Quelque chose clochait.
Ce jeune homme l'agaçait, il était de trop.
- Tu peux rentrer, si tu veux, je vais poursuivre dehors.
Enfin seule. Il n'allait pas tarder à pleuvoir. L'odeur de la pluie s'insufflait déjà dans l'atmosphère humide. Son regard s'arrima au bleu nuit du ciel, qui devint noir. En un éclair, sa toile se couvrit de bleu Prusse. Elle ne maîtrisait plus son geste, les ellipses de ses pensées formaient un entrelacs de lignes, de courbes.
Il était là, derrière elle, à l'observer , sans le moindre souffle.
Elle creva la coquille de blanc avec son pouce, et impulsivement, une lumière émergea du bleu nuit de la toile.
Il osa - Ca te ressemble.
En un quart de tour elle s'incrusta dans ses yeux.

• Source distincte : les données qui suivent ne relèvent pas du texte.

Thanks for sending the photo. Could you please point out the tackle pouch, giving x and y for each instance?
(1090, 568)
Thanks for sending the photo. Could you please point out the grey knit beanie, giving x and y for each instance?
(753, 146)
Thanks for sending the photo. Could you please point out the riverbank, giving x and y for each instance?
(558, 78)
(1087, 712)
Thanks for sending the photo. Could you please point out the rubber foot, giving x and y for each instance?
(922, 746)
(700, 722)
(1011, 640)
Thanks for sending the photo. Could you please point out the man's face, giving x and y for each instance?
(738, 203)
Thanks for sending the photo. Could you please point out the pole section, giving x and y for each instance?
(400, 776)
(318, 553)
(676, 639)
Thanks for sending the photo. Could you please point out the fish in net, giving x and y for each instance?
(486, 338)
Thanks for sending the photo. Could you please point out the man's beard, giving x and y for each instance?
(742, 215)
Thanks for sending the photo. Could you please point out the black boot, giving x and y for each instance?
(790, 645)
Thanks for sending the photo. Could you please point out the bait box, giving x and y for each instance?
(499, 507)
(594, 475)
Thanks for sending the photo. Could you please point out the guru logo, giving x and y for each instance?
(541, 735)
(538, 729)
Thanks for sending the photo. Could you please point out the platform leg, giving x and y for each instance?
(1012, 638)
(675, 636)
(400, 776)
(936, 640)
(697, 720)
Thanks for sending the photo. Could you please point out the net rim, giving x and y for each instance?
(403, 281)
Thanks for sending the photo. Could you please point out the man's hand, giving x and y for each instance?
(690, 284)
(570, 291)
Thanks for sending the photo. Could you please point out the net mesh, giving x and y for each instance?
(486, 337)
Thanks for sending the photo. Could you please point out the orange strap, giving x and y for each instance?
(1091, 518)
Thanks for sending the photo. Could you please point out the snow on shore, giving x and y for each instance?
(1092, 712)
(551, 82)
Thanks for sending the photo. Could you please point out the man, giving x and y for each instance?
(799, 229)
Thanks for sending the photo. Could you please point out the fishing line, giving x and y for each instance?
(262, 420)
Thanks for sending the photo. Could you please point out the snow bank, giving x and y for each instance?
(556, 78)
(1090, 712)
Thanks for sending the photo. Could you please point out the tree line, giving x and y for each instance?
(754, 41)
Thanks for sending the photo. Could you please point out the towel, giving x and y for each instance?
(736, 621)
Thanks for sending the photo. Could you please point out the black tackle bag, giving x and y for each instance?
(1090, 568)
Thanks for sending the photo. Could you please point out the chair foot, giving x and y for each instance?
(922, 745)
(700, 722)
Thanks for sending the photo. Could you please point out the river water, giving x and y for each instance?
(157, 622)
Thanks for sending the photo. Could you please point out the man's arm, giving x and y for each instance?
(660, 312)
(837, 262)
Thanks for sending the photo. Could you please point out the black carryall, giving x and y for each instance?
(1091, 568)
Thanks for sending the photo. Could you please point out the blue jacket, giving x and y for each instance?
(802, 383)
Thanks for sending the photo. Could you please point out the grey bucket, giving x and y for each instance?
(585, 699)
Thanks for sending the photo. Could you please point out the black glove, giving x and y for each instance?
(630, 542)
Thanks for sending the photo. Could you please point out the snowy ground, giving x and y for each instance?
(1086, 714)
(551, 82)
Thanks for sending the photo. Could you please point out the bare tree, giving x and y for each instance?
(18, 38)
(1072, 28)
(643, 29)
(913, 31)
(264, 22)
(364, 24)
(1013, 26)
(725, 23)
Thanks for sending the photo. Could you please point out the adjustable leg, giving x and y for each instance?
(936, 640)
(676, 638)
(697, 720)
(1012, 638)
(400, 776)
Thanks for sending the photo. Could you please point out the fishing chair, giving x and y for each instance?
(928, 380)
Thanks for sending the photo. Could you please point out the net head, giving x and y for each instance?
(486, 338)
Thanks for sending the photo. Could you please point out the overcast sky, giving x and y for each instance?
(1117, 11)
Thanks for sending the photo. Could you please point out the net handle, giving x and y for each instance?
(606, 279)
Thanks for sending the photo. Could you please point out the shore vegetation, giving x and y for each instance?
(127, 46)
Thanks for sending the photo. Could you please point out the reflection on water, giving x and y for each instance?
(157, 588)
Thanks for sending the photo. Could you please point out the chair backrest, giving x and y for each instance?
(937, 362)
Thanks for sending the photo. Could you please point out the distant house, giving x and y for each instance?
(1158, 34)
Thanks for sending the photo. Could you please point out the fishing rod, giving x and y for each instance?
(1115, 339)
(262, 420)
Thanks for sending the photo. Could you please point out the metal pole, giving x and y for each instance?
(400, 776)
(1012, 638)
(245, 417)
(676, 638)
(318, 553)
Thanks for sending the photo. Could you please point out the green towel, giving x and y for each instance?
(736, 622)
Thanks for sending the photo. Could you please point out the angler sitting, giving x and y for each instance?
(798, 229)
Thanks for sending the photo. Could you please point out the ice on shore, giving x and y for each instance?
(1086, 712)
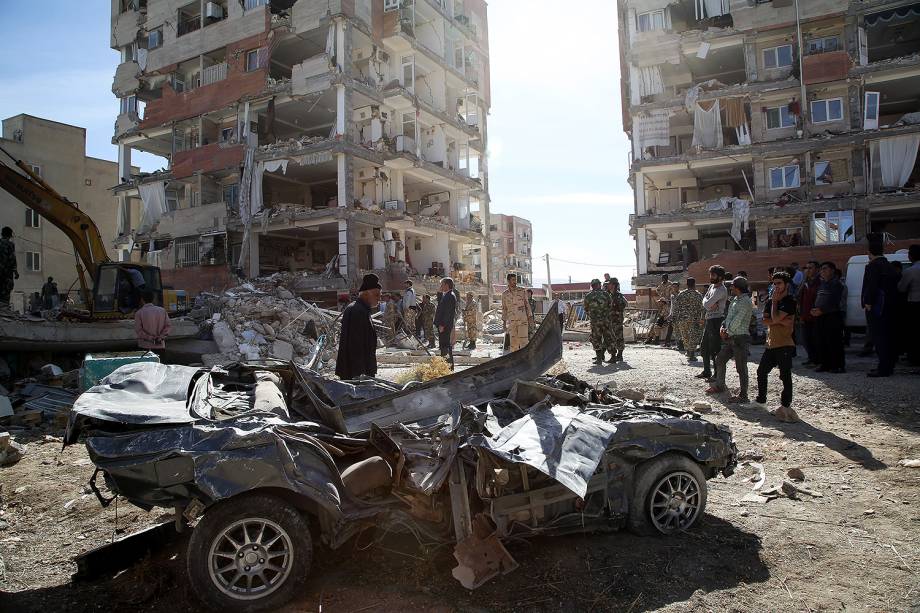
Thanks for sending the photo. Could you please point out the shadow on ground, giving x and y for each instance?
(599, 571)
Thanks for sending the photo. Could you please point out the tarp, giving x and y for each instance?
(559, 441)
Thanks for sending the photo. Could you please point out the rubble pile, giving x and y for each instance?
(263, 319)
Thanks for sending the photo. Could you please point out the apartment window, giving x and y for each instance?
(128, 104)
(155, 38)
(33, 261)
(186, 251)
(779, 117)
(827, 110)
(652, 20)
(784, 177)
(33, 219)
(832, 227)
(823, 45)
(777, 57)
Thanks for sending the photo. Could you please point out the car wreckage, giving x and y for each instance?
(264, 458)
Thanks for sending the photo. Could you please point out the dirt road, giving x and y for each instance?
(856, 547)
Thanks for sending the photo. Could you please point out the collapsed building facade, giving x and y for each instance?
(309, 136)
(512, 241)
(759, 125)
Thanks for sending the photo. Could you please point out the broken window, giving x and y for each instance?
(652, 20)
(777, 57)
(870, 119)
(779, 117)
(155, 38)
(827, 110)
(833, 227)
(33, 219)
(823, 44)
(33, 261)
(784, 177)
(787, 237)
(187, 251)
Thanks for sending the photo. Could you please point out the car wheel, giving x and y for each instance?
(669, 495)
(251, 553)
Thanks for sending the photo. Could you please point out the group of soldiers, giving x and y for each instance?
(606, 307)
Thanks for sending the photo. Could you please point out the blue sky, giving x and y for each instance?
(558, 155)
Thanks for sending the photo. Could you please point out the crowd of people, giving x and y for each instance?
(800, 307)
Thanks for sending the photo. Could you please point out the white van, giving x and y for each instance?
(856, 268)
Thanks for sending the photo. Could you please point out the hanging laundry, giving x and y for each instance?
(652, 129)
(707, 125)
(734, 112)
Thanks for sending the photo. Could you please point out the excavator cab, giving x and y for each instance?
(118, 285)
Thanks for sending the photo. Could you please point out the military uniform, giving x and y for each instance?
(599, 308)
(470, 314)
(517, 316)
(7, 270)
(688, 310)
(617, 311)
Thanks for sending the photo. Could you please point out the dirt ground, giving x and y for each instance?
(856, 547)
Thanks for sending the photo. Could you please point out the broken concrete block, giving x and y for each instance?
(282, 350)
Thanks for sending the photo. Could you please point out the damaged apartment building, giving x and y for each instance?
(333, 137)
(759, 125)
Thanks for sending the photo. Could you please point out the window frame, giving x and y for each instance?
(775, 53)
(33, 261)
(779, 109)
(798, 176)
(826, 102)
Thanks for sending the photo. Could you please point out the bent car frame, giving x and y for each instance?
(264, 457)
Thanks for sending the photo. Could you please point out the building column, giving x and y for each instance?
(253, 254)
(641, 251)
(124, 163)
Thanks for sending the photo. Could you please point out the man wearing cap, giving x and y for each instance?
(617, 312)
(599, 308)
(735, 333)
(358, 341)
(444, 318)
(517, 318)
(410, 308)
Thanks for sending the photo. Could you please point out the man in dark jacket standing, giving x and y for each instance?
(878, 301)
(829, 321)
(445, 317)
(358, 341)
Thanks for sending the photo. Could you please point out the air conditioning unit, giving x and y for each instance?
(439, 198)
(212, 10)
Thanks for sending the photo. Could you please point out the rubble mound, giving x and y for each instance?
(264, 319)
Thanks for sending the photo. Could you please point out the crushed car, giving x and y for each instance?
(264, 457)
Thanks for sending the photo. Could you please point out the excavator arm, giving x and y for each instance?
(32, 191)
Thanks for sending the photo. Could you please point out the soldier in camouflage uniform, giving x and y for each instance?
(426, 320)
(617, 311)
(599, 306)
(688, 315)
(8, 270)
(470, 314)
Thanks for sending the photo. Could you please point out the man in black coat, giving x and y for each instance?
(445, 317)
(879, 296)
(358, 341)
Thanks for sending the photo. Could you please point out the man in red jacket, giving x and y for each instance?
(808, 292)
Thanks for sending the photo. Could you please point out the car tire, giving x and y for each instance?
(250, 553)
(669, 495)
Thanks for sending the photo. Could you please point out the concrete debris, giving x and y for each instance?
(264, 319)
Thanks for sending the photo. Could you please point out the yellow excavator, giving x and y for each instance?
(115, 285)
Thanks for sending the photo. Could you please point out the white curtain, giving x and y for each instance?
(153, 195)
(897, 156)
(707, 127)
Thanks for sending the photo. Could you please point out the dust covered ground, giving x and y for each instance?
(856, 547)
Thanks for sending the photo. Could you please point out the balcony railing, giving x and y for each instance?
(213, 74)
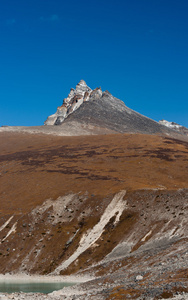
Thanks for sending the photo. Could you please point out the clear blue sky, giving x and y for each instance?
(135, 49)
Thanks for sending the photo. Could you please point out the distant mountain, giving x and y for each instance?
(86, 107)
(174, 126)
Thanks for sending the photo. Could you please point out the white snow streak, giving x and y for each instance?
(12, 230)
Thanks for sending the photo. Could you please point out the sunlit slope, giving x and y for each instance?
(37, 167)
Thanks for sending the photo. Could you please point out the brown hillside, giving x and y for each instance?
(114, 206)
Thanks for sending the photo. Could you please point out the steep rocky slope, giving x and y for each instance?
(112, 206)
(175, 126)
(86, 107)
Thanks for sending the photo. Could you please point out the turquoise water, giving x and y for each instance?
(32, 287)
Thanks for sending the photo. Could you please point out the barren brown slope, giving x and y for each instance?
(37, 167)
(56, 191)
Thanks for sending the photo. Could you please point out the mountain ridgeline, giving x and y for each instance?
(87, 107)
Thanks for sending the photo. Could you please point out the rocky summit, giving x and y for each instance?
(103, 197)
(95, 109)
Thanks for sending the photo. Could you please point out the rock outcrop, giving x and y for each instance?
(75, 98)
(174, 126)
(87, 108)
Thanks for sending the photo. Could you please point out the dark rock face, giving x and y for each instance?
(110, 112)
(102, 110)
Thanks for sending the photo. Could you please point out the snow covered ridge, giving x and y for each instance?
(75, 98)
(174, 126)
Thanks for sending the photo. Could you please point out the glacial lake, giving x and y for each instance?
(32, 287)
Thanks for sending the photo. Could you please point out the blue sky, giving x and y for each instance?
(136, 49)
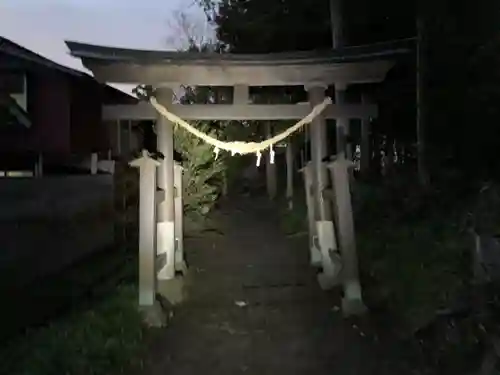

- Tu peux me donner le tube de blanc?
Il acquiesça. Une coulée de lave blanche, toute fraîche sortie du tube, se déversa et inocula la matière bleuie. Elle avait trop chaud. Durant cette nuit là, sa frénésie l'emporta loin d'elle-même.
La pluie cinglait sur les vitres depuis déjà deux heures quand l'horloge afficha 6 heures. Le ciel était toujours aussi obscur, gris anthracite.
Quelque chose clochait.
Rémi s'était endormi sur le sofa, depuis longtemps. Elle avait achevé, pour un temps seulement, son œuvre. Elle se recula, chercha plusieurs points de vue pour regarder le tableau. Epuisée, saisie d'une certaine satisfaction, elle l'entendit lui chuchoter.
- Le jour ne se lève pas…
Ce serait le titre de sa peinture. Elle vacilla entre le mystère du bleu de Prusse et la frayeur de cette nuit immobile.